In the realm of kashrut, yad soledet bo is significant because it is at this temperature that a liquid, a food item or a utensil used for food preparation begins to transfer its “flavor.” Since no transference takes place in cold mixtures, a cold dairy spoon placed in cold leftover chicken soup will not be affected in the same way as a cold dairy spoon placed in a hot chicken soup or a hot spoon placed in a cold chicken soup (or hot into hot). – Please note that there are other ways that “flavor” can be transferred (be careful with pungent or spicy foods and sauces!).
On Shabbat, recognizing the temperature of yad soledet bo is important because of the prohibition of cooking on Shabbat.
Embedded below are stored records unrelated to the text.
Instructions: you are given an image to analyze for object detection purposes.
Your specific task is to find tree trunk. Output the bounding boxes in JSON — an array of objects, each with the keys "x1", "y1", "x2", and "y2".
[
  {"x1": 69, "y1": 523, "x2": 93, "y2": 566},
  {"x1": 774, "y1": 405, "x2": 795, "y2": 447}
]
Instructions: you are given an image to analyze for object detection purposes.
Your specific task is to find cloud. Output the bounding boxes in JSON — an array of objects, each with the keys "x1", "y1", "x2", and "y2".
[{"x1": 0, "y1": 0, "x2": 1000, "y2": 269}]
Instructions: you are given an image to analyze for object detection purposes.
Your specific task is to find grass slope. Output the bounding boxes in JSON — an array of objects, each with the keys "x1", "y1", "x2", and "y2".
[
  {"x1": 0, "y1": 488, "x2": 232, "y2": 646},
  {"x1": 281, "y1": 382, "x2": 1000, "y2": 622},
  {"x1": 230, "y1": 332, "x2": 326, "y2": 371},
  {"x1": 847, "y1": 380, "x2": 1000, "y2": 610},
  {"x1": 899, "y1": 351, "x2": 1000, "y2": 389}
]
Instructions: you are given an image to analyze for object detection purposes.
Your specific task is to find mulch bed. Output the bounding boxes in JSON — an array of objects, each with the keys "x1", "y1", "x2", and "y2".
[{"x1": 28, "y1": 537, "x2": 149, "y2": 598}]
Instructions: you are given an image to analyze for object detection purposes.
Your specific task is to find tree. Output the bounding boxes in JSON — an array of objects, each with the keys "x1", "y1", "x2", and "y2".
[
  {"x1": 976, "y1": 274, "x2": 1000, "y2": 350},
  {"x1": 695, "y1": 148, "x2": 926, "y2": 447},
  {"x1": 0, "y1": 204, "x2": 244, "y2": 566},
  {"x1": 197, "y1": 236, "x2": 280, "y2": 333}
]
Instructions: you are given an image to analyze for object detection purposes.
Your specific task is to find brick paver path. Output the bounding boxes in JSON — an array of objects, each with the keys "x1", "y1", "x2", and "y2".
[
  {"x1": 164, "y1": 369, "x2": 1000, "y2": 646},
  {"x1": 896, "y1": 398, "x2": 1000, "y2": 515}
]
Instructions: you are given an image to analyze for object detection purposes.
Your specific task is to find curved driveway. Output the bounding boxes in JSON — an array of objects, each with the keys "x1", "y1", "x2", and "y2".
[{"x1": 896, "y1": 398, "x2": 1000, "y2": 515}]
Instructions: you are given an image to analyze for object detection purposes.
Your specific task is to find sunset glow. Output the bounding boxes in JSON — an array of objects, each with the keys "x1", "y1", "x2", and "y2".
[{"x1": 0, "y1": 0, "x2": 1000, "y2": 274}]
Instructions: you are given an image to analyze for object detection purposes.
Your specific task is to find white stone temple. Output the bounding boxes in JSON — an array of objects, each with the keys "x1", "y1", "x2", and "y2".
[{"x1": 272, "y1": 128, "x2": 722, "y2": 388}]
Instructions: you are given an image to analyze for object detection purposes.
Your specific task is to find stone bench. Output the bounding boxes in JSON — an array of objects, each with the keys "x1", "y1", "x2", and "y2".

While one may place a liquidy food near a source of heat to take off the chill or warm it to room temperature, causing it to reach yad soledet bo would be considered cooking. – Again, please note that this is a simplified summary.
Because of the significance of yad soledet bo, rabbis have continually attempted to define it, especially as the need to withdraw one’s hand is extremely subjective. The Talmud (Shabbat 40b) defined it as being hot enough to scald the skin of a baby’s abdomen. Later sages, having ways to actually measure temperature, have expressed a range of opinions from 110 degrees (43 Celsius) to 160 degrees (71 C). The wide range of definition allows one to be stringent in both how hot a cold item becomes or how low the temperature on an item that was yad soledet bo must be to be considered to have cooled off.
NOTE: As with all Treats dealing with halacha (points of Jewish law), one should consult one's local rabbi for practical application.